Doch an diesem Tag war ich auf den Dachboden geklettert und durchsuchte ein altes Regal. Gerade zog ich einen der dicken Geschichtsbände hinaus. Eine regelrechte Staubwolke legte sich über mich, aber ich klopfte die Deckseite bloß sauber und öffnete das Buch. Vor mir lagen hunderte alte Buchstaben auf der großen Doppelseite verstreut, gespickt mit unzähligen kleinen Zeichnungen. Mit zusammengekniffenen Augen musterte ich das Papier genauer. Ein Bild war grusliger als das andere.

Neugierig klappte ich es wieder zu, um die Schrift auf der Vorderseite in Betracht zu nehmen. „Kindermärchen der Gebrüder Grimm", stand in schnörkeligen Buchstaben über einem Bild, welches eine Prinzessin auf ihrer Flucht darstellte.

Das war mal wieder typisch. Erst wurden solche Bände als Kindergeschichten verkauft und im nächsten Augenblick las man, wie Leute in Nägelfässer gesteckt wurden.

„Was für Quatsch...", murmelte ich und öffnete das Buch wieder. Wie die Zeichnungen waren auch die Titel verstörend. Welche Eltern lasen ihren Kindern solche Horrorgeschichten zum Einschlafen vor? Es würde mir wahrscheinlich immer ein Rätsel bleiben, welcher Sinn dahintersteckte. „Ist es wirklich zu schwer, sich Geschichten auszudenken, die einem nicht die Kindheit zerstören?", frage ich mich selbst, während ich die Zeichnung einer warzigen Kröte betrachte.

„Kindheit zerstören? Damit wurde verhindert, dass Kinder nicht so verzogen werden wie du!"

Ich drehte mich nicht um. Wie erstarrt hockte ich einfach auf dem Holzboden und wagte es nicht, mich in irgendeiner Weise zu bewegen. Das musste ich mir vorgestellt haben!

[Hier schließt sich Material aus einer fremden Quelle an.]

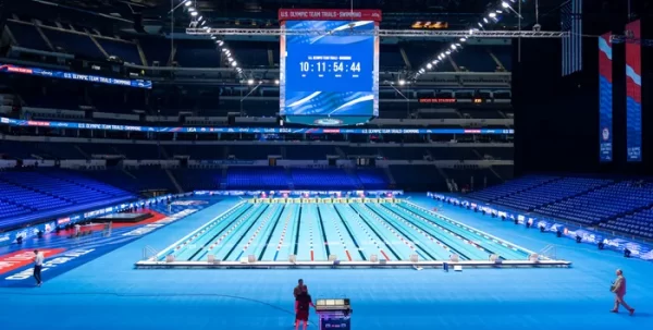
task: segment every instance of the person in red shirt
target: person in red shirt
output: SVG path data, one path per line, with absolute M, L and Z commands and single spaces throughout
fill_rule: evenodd
M 612 313 L 619 313 L 619 305 L 623 305 L 628 309 L 630 315 L 634 314 L 634 308 L 628 306 L 626 301 L 624 301 L 624 296 L 626 295 L 626 278 L 620 269 L 617 269 L 617 279 L 609 291 L 615 294 L 615 307 L 611 310 Z
M 308 294 L 308 286 L 303 285 L 301 293 L 295 300 L 295 330 L 299 330 L 299 322 L 301 321 L 304 321 L 304 330 L 308 327 L 308 311 L 310 306 L 316 307 Z

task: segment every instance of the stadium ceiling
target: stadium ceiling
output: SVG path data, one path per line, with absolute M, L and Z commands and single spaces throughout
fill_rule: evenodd
M 189 35 L 202 36 L 280 36 L 285 35 L 330 35 L 332 32 L 324 29 L 295 29 L 293 32 L 282 30 L 280 28 L 186 28 Z M 354 32 L 353 32 L 354 33 Z M 367 34 L 362 32 L 361 34 Z M 381 37 L 448 37 L 448 38 L 466 38 L 469 37 L 470 30 L 422 30 L 422 29 L 380 29 L 378 35 Z M 475 38 L 562 38 L 563 32 L 535 32 L 535 30 L 476 30 Z

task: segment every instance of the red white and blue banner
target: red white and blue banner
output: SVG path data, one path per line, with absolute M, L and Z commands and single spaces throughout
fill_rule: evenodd
M 279 21 L 381 22 L 381 11 L 375 9 L 280 9 Z
M 563 223 L 559 220 L 542 217 L 537 213 L 519 212 L 486 203 L 466 199 L 464 197 L 447 196 L 436 193 L 427 193 L 427 196 L 455 206 L 469 208 L 470 211 L 476 210 L 493 217 L 506 220 L 509 219 L 510 221 L 516 221 L 518 224 L 529 223 L 529 228 L 531 229 L 540 230 L 540 228 L 542 228 L 544 232 L 559 232 L 562 236 L 571 240 L 577 240 L 577 237 L 580 237 L 581 243 L 594 245 L 603 243 L 603 246 L 606 249 L 613 249 L 623 253 L 625 248 L 628 248 L 630 250 L 630 256 L 633 258 L 653 260 L 652 246 L 633 240 L 619 237 L 614 234 L 590 230 L 569 223 Z
M 642 47 L 641 21 L 626 25 L 626 155 L 627 161 L 642 160 Z M 633 40 L 629 40 L 633 39 Z
M 613 160 L 612 33 L 599 37 L 599 159 Z

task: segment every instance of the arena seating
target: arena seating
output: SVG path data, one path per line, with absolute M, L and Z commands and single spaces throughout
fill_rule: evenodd
M 528 175 L 469 196 L 621 234 L 653 237 L 653 182 Z
M 360 181 L 342 169 L 292 169 L 291 178 L 295 188 L 360 188 Z
M 596 224 L 653 205 L 653 183 L 624 181 L 538 210 L 552 217 Z
M 366 190 L 387 188 L 387 179 L 381 169 L 358 169 L 356 174 Z
M 399 187 L 418 192 L 448 191 L 444 178 L 438 173 L 434 166 L 390 166 L 390 171 Z
M 285 190 L 288 186 L 283 168 L 231 167 L 226 171 L 226 187 L 231 190 Z
M 492 186 L 486 190 L 482 190 L 480 192 L 475 192 L 469 196 L 471 198 L 477 198 L 484 201 L 494 201 L 502 197 L 519 193 L 529 188 L 537 187 L 544 183 L 557 180 L 556 176 L 546 176 L 546 175 L 527 175 L 519 178 L 517 180 L 513 180 L 506 182 L 505 184 Z
M 36 50 L 52 51 L 33 24 L 9 21 L 7 22 L 7 26 L 19 42 L 19 46 Z
M 221 170 L 174 170 L 172 171 L 177 183 L 185 192 L 193 191 L 214 191 L 221 188 L 222 171 Z M 160 174 L 161 175 L 161 174 Z M 162 175 L 167 175 L 162 173 Z M 157 180 L 152 178 L 152 180 Z M 159 181 L 162 178 L 158 179 Z M 168 178 L 165 178 L 168 180 Z M 170 181 L 170 180 L 168 180 Z M 170 188 L 170 187 L 169 187 Z M 171 190 L 174 192 L 174 190 Z
M 495 203 L 523 210 L 534 210 L 541 206 L 590 192 L 612 182 L 612 180 L 591 178 L 563 178 L 527 191 L 504 196 Z
M 0 227 L 102 207 L 133 198 L 130 193 L 59 170 L 0 172 Z
M 618 217 L 599 224 L 604 230 L 617 231 L 624 234 L 653 239 L 653 208 Z

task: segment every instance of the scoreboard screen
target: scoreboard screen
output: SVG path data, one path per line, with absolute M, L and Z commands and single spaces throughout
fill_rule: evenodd
M 282 27 L 288 33 L 280 42 L 280 114 L 287 122 L 337 126 L 379 115 L 377 22 L 287 21 Z

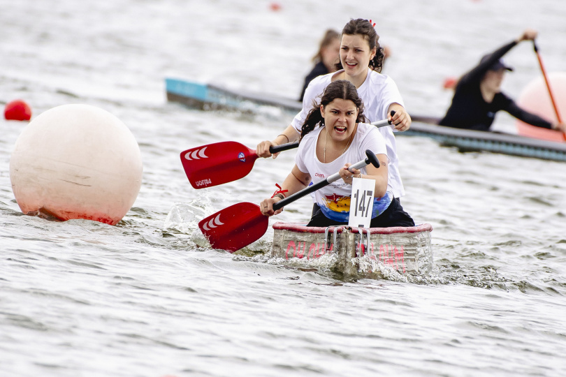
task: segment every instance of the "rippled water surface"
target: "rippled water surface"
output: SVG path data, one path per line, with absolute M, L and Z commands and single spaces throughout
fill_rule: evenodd
M 324 30 L 363 17 L 391 48 L 384 73 L 409 111 L 440 116 L 450 101 L 443 80 L 525 27 L 540 31 L 547 71 L 566 71 L 561 1 L 281 1 L 279 11 L 263 1 L 0 4 L 0 103 L 23 98 L 34 117 L 67 103 L 103 108 L 131 130 L 144 165 L 117 226 L 24 216 L 9 161 L 27 124 L 0 121 L 0 374 L 566 374 L 563 163 L 398 136 L 403 206 L 434 228 L 433 272 L 338 280 L 263 256 L 271 230 L 245 255 L 205 246 L 198 221 L 270 195 L 293 154 L 197 191 L 180 152 L 224 140 L 254 147 L 290 119 L 277 109 L 189 110 L 166 101 L 164 82 L 294 97 Z M 516 98 L 540 75 L 536 57 L 523 43 L 507 61 L 516 71 L 504 88 Z M 513 128 L 505 114 L 496 121 Z M 302 199 L 277 220 L 305 221 L 310 206 Z

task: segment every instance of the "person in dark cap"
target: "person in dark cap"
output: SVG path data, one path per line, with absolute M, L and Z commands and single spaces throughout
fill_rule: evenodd
M 442 126 L 478 131 L 490 131 L 495 113 L 504 110 L 533 126 L 566 131 L 566 126 L 551 123 L 521 109 L 514 101 L 501 91 L 505 72 L 513 68 L 501 59 L 509 50 L 523 40 L 534 40 L 538 33 L 527 29 L 518 39 L 507 43 L 491 54 L 484 55 L 479 64 L 458 81 L 452 103 Z

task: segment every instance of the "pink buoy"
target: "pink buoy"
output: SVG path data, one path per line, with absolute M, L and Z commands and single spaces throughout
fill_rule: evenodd
M 16 140 L 10 180 L 26 214 L 115 225 L 141 186 L 139 146 L 110 112 L 64 105 L 31 121 Z
M 29 120 L 31 119 L 31 108 L 22 100 L 8 102 L 4 108 L 4 118 L 8 120 Z
M 458 79 L 453 77 L 449 77 L 444 79 L 442 83 L 442 87 L 445 89 L 453 89 L 458 82 Z
M 551 73 L 548 77 L 560 117 L 566 119 L 566 72 Z M 549 89 L 542 76 L 533 80 L 525 87 L 517 100 L 517 104 L 549 121 L 558 121 Z M 519 120 L 516 121 L 516 124 L 517 133 L 523 136 L 564 142 L 564 134 L 561 132 L 531 126 Z

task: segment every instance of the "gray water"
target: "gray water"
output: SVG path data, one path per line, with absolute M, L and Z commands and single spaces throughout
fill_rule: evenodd
M 270 195 L 293 154 L 245 178 L 195 190 L 181 151 L 235 140 L 254 147 L 290 121 L 169 103 L 179 77 L 295 97 L 328 27 L 377 22 L 384 72 L 407 109 L 440 116 L 457 76 L 532 27 L 547 71 L 565 71 L 566 6 L 542 0 L 206 3 L 0 0 L 0 103 L 34 117 L 85 103 L 119 118 L 144 173 L 116 226 L 21 214 L 9 161 L 25 122 L 0 121 L 0 375 L 563 376 L 566 374 L 566 165 L 460 154 L 398 137 L 402 202 L 433 225 L 435 268 L 421 279 L 340 281 L 263 255 L 203 246 L 196 222 Z M 507 61 L 518 97 L 540 75 L 532 46 Z M 512 131 L 505 114 L 500 129 Z M 304 221 L 304 198 L 275 221 Z M 255 255 L 255 256 L 253 256 Z

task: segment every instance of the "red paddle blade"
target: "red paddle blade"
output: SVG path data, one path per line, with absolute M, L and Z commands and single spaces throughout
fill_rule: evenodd
M 198 228 L 213 248 L 233 253 L 265 235 L 268 223 L 259 205 L 244 202 L 203 219 Z
M 236 142 L 208 144 L 181 152 L 187 177 L 195 188 L 204 188 L 243 178 L 257 154 Z

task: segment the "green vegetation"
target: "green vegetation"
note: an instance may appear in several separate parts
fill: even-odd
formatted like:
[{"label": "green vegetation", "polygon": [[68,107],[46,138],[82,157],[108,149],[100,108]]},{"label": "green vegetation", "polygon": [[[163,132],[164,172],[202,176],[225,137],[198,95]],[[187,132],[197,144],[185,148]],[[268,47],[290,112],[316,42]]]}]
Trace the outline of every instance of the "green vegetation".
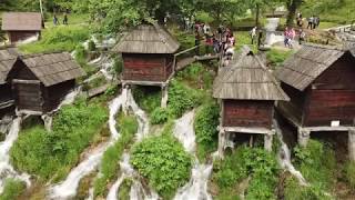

„Sie denkt wirklich, diese Geschichten hätte man einfach so schreiben können", erklang eine weitere Stimme - ebenso tief und männlich.
Mit einem Schlag waren meine Zweifel weg. Das hier war echt!
„Jetzt ist sie plötzlich still", erwiderte die andere genervt.
„Es ist immer dasselbe mit der Jugend von heute!"
„Schrecklich! Früher hätten wir ihnen einfach eine Kröte ins Gesicht gesetzt und ihnen gesagt, dass die nie wieder weggeht, wenn sie so weiter machen!"
„Damals war alles besser!"

Regungslos lauschte ich den Stimmen, wie sie weiter stritten und zankten, während ich mich langsam zu ihnen umdrehte.
Zwei Männer schwebten hinter mir in der Luft. Ich hielt in meiner Bewegung inne. Sie schwebten und keinen von ihnen schien diese Tatsache auch nur ein klein wenig zu irritieren.

Als ihre Blicke dem meinen begegneten, verstummten beide plötzlich.
Einer von ihnen mit einer spitzen dünnen Nase sah zu dem anderen: „Man könnte meinen, sie sieht uns an, Wilhelm!"
„Könnte man", stimmte der andere zu, während er den Kopf ein wenig schieflegte und mich genauer inspizierte.
Der andere, dessen Namen ich nicht kannte, tat es ihm gleich.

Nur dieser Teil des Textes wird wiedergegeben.